Капельмейстер пошептал что-то ближним музыкантам; шепот пошел далее и оркестр «Vive Henri IV». Несколько голосов в креслах произнесли:
– Qu’est ce que c’est que ça?
И затем вновь раздались крики, заглушившие оркестр.
Прошло с полчаса, начали понемногу утихать, как из ложи бельэтажа с правой стороны раздался возглас:
– Messieurs!
Все обратились на этот призыв, и водворилась глубокая тишина. Новый посланник от дирекции театра начал просить и убеждать публику согласиться на перемену спектакля; но новые «À bas! À la porte!», раздавшиеся сильнее прежнего, согнали его с поприща красноречия. Музыка вновь заиграла «Vive Henri IV»,[282]и публика на этот раз прослушала музыку без малейшего ропота, но даже подпевала оркестру. Все происходившее, как невиданное дотоле нами, чрезвычайно нас занимало и интересовало и мы с напряженным вниманием следили за ходом всей этой комедии, но время текло своим чередом, и часы уже показывали половину девятого. Вдруг снова поднялся занавес; сцена оставалась с прежней декорацией и опять появился актер с объявлением, и опять раздались крики: «A bas! A la porte!» Но кто-то подогадливее, в креслах, вскочив на свое место, громко закричал:
– Paix, messiurs, paix! Laissez nous entendre que veut done monsieur! (Замолчите, господа, дайте нам выслушать, что этот господин хочет!) Все несколько замолчало, и актер, раскланиваясь весьма низко, объявил, «что труппа привыкла всегда свято исполнять волю публики и готова начать представление «Торжество Траяна», но почитает обязанностью предварить, что не собственной волей она хотела переменить спектакль, а что на это было объявлено желание союзных монархов, которые, уклоняясь от всего, что хотя бы косвенно могло напомнить их собственный триумф, из скромности просили перемените пьесу! «Весталку» они почтут своим присутствием, а в случае настояния о представлении «Траяна», отказываются быть к театре». Со всех сторон раздалось:
– La Vestale! La Vestale! – Музыка заиграла опять «Vive Henri IV», а зрители начали подпевать оркестру, но еще не кончили второго куплета, как вся зала задрожала от крика:
– Vive Alexandre! – Государь и прусский король появились в бельэтаже, в средней ложе. Государь был в кавалергардском вице-мундире и с Андреевской звездой. Восторг и восхищение публики были до такой степени велики, что нет возможности даже и передать наглядно; все, кто был в театре, поднялись как один человек, все взоры устремились на среднюю ложу; махали всем, что было под рукой: платками, шляпами; из тех лож, из которых не вполне было видно государя, дамы, мужчины становились на балюстрады или свешивались через них, так что становилось страшно, ожидая каждое мгновение, что вот-вот да и упадет кто-нибудь! Неумолкаемый крик и возгласы приветствий продолжались более получаса, и государь беспрестанно раскланивался на все стороны, и, едва переставал кланяться и показывал вид, что садится, раздавались вновь крики:
– Vive Alexandre! Vive Alexandre! – и государь подходил опять к барьеру и кланялся. Прусского короля никто не замечал, в ложе он или нет. Оркестр несколько раз начинал увертюру и несколько раз принужден был останавливаться. Наконец около четверти десятого волнение поутихло; в креслах и в партере все стояли спиной к сцене, а лицом к государевой ложе. Увертюра окончилась, и только с началом самой оперы устроился настоящий порядок в местах.

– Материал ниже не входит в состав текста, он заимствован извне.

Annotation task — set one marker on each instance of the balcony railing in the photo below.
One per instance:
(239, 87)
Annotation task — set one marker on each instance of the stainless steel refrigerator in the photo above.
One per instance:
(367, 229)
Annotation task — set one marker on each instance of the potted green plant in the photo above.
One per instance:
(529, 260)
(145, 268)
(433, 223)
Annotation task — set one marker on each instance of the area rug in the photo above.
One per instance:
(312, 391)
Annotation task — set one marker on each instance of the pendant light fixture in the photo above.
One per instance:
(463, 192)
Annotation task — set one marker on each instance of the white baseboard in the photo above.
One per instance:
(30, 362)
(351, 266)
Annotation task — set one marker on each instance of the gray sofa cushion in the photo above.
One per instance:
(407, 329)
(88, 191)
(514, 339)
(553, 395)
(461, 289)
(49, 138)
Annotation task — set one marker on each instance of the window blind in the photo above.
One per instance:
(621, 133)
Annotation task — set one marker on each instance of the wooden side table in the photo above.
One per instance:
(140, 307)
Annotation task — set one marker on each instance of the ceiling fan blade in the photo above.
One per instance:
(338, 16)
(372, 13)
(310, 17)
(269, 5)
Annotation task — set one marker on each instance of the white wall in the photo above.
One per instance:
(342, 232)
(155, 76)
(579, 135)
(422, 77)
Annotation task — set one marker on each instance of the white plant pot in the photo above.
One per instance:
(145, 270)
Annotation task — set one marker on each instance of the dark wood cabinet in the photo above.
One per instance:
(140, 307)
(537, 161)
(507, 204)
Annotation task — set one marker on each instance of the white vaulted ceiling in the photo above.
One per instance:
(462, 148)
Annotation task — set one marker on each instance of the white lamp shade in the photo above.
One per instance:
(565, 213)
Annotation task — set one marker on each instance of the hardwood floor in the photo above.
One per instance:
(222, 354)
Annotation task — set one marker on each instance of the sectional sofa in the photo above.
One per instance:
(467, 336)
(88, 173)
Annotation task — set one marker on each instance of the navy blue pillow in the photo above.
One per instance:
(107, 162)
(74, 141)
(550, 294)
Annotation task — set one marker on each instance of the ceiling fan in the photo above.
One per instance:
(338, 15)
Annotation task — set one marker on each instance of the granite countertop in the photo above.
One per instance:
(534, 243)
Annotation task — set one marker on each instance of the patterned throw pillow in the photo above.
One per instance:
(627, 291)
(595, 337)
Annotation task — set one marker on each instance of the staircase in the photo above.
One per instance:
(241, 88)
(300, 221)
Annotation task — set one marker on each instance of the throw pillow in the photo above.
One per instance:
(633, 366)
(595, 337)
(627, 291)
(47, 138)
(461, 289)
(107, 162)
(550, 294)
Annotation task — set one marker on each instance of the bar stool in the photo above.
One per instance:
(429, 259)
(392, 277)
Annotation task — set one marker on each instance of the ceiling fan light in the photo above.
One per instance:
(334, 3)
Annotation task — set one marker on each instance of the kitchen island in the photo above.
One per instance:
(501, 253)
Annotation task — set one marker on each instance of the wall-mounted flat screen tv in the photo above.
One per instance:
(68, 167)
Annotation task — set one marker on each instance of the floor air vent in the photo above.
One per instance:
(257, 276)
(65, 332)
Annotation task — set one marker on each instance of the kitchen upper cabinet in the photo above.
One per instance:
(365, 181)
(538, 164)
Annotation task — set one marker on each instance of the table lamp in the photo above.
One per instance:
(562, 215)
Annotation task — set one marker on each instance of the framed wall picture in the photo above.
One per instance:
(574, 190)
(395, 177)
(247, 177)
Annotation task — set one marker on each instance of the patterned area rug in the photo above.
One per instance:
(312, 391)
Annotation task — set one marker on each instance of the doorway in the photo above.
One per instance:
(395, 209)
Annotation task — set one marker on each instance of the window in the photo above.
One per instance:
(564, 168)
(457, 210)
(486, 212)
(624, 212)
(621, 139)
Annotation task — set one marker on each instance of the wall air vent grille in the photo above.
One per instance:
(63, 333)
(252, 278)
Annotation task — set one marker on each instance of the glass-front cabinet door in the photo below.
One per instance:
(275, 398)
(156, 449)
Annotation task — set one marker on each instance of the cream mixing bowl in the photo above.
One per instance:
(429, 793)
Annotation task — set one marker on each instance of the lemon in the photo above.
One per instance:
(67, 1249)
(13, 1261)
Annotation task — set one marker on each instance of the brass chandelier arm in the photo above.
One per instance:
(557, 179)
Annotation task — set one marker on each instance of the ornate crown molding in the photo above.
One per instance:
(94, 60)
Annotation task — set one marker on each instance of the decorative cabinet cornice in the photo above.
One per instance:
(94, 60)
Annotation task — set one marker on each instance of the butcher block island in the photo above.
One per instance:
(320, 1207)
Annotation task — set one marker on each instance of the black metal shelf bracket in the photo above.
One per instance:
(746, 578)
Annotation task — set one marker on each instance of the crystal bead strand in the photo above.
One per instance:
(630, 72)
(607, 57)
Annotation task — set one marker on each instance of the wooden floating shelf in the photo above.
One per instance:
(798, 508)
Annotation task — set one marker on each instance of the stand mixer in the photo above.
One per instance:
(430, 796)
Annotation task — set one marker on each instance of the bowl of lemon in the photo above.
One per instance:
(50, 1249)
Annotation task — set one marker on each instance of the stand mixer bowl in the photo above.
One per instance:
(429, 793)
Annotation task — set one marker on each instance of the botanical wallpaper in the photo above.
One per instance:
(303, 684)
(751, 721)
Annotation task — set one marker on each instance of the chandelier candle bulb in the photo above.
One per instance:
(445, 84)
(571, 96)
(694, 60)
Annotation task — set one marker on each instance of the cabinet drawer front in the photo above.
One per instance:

Ложа Наполеона находилась над самой авансценой, в бельэтаже, с левой стороны; она была отделана, насколько мог заметить, с большой роскошью; над ней возвышался одноглавый орел.
В средине первого акта из ложи над авансценой, с правой стороны, полетело вниз несколько лоскутков бумажек. Из кресел кто-то закричал:
– Лаиса! Лаиса! – Лаис не участвовал в спектакле, да к тому мы полагали, по первому извещению, что, будучи больным, его и в театре нет, но, к удивлению нашему, Лаис вышел на сцену, одетый в черный фрак, и, подняв один из билетиков, подошел к лампе над будкой суфлера, прочел про себя написанное и потом, обратясь к публике, сказал:
– Messieurs! Ce n’est rein de plus qu’on exige de faire entendre notre chant national! (Господа, здесь ничего более, как требование нашего народного гимна!)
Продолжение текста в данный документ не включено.